I got used to it in time, but I didn’t take to school at all after Darjeeling. I felt I’d rather not try than try and be seen to fail. So I did very little work, just enough to get by. I’m convinced I survived by having a talent for passing exams with the minimum amount of knowledge. I lived my school life that way. I didn’t try at games or work or to be a prefect.

At 13, I went to Marlborough. Every public school has two classes - bolshies and good boys. The bolshies reflect a refusal to fail. You couldn’t fail as a bolshie and I was always on the side of the bolshies.

As a scholar, I did classics. I had a master I intensely disliked. He put me off classics for life. Then I had Hugh Weldon. He had a lovely chuckle and smiling eyes, and tremendous sense of humour. He was very anti-establishment. A naughty man in many ways, a delightful man.

He was a bachelor, and he’d been a wine merchant before.
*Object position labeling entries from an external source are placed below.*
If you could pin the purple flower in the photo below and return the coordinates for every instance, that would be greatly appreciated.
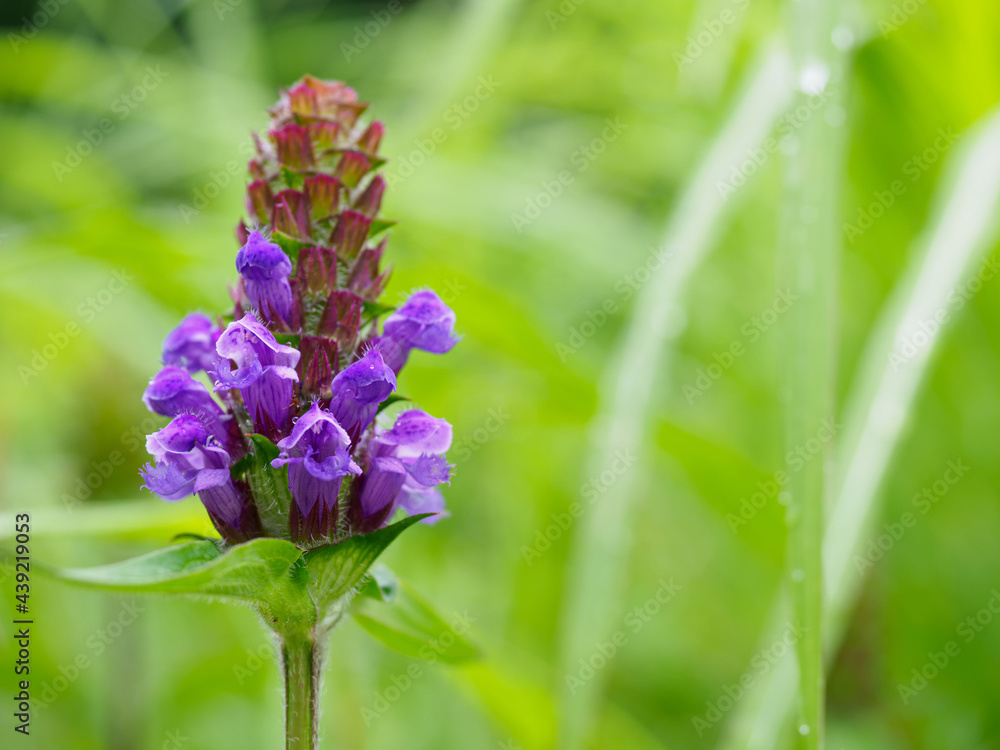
(381, 485)
(187, 463)
(265, 371)
(358, 389)
(191, 345)
(265, 269)
(423, 322)
(318, 460)
(418, 442)
(174, 392)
We had a very unorthodox education under him. He had no truck with 60 lines of Latin and Greek a week. The master I disliked would say, “Tully, stand up with the next five lines.” And he’d beat you with a gym shoe if you stammered. Weldon would say, “I’m sure you’ve all done your prep. I don’t want a boring translation. ” And he’d talk, he’d encourage discussion. He just wanted to interest you in things. He was very charismatic and good. He woke my interest in reading and learning. Unfortunately the man who taught me in the 5th form got promoted to teach the lower 6th so I lost all that influence again.
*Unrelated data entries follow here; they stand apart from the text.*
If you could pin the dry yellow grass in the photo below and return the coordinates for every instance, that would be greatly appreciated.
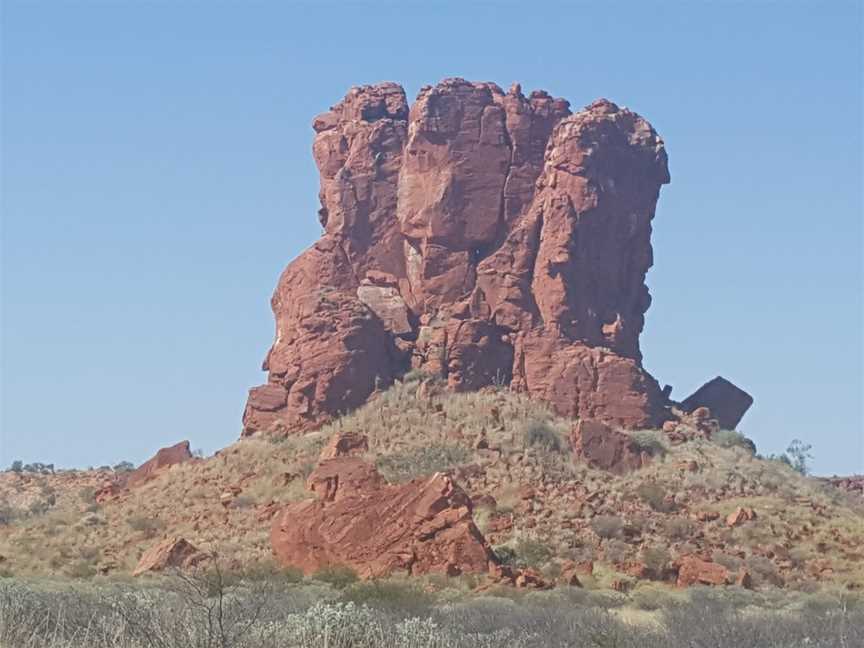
(416, 427)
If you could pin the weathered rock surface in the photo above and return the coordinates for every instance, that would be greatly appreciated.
(695, 571)
(726, 402)
(173, 552)
(163, 459)
(482, 236)
(602, 447)
(376, 528)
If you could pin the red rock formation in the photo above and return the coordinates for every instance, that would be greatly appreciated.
(695, 571)
(726, 402)
(173, 552)
(376, 528)
(602, 447)
(345, 445)
(484, 236)
(162, 460)
(740, 516)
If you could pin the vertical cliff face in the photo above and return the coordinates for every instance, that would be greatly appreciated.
(482, 236)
I always say my education didn’t teach me to learn. In the lower sixth, we learnt our history notes by heart. Any thought that we would read anything else didn’t enter into it. I’d translate Euripedes or Socrates without any idea about why I was doing it. It was just, “Why did you make this mistake?”

I was so over-specialised at this stupid school. The only O-levels I was allowed to enter for were English language, Latin, Greek and elementary maths. It was just a pro forma exercise. We were put on a tramline meant to take you to a university scholarship. So I had a hatred of learning at Cambridge. I didn’t know how to do it.

If I’m slightly mad it’s because I was institutionalised from the age of four to when I did my National Service. At Cambridge we had to be in at ten at night. When I left, I still expected someone to ring a bell and I’d go and get my meal.

The only thing I got out of Marlborough was a deep love of the Anglican church and liturgy. I was bolshie about everything but chapel. I went to voluntary evensong. The chaplain, John Miller, was the most influential person there. He left in the middle of my schooling, which was a great sadness to me. He made Christianity matter.

The staff on the whole were very impersonal. I had an authoritarian housemaster who was famous for beating people so I had no relationship with him. But the chaplain would ask you for tea and talk to you and ask you about things. He taught us the kindness of good Christians. And he encouraged us about faith. I was actually a candidate for ordination. I went to Cambridge to read theology but I ended up doing two years in history and one in theology. I got bolshie there, too. There was a dichotomy. I felt called to Christianity, but unable to lead anything like a Christian life.

I was a very drunken undergraduate. My tutor was Bob Runcie whom I admired very much and he was a tower of strength to me. Then I did two terms at Lincoln Theological College, until I realised I couldn’t lead the life a priest should live. It was a sadness, because it was a vocation. But it was also a relief. Someone else had taken a decision for me. I still have great admiration for the best of the clergy, and for Anglican rituals and I’ve never lost that love.

Mark Tully was the BBC’s Delhi correspondent for more than 20 years. He still lives there, where he works as a freelance journalist. His latest book is The Heart of India (Viking).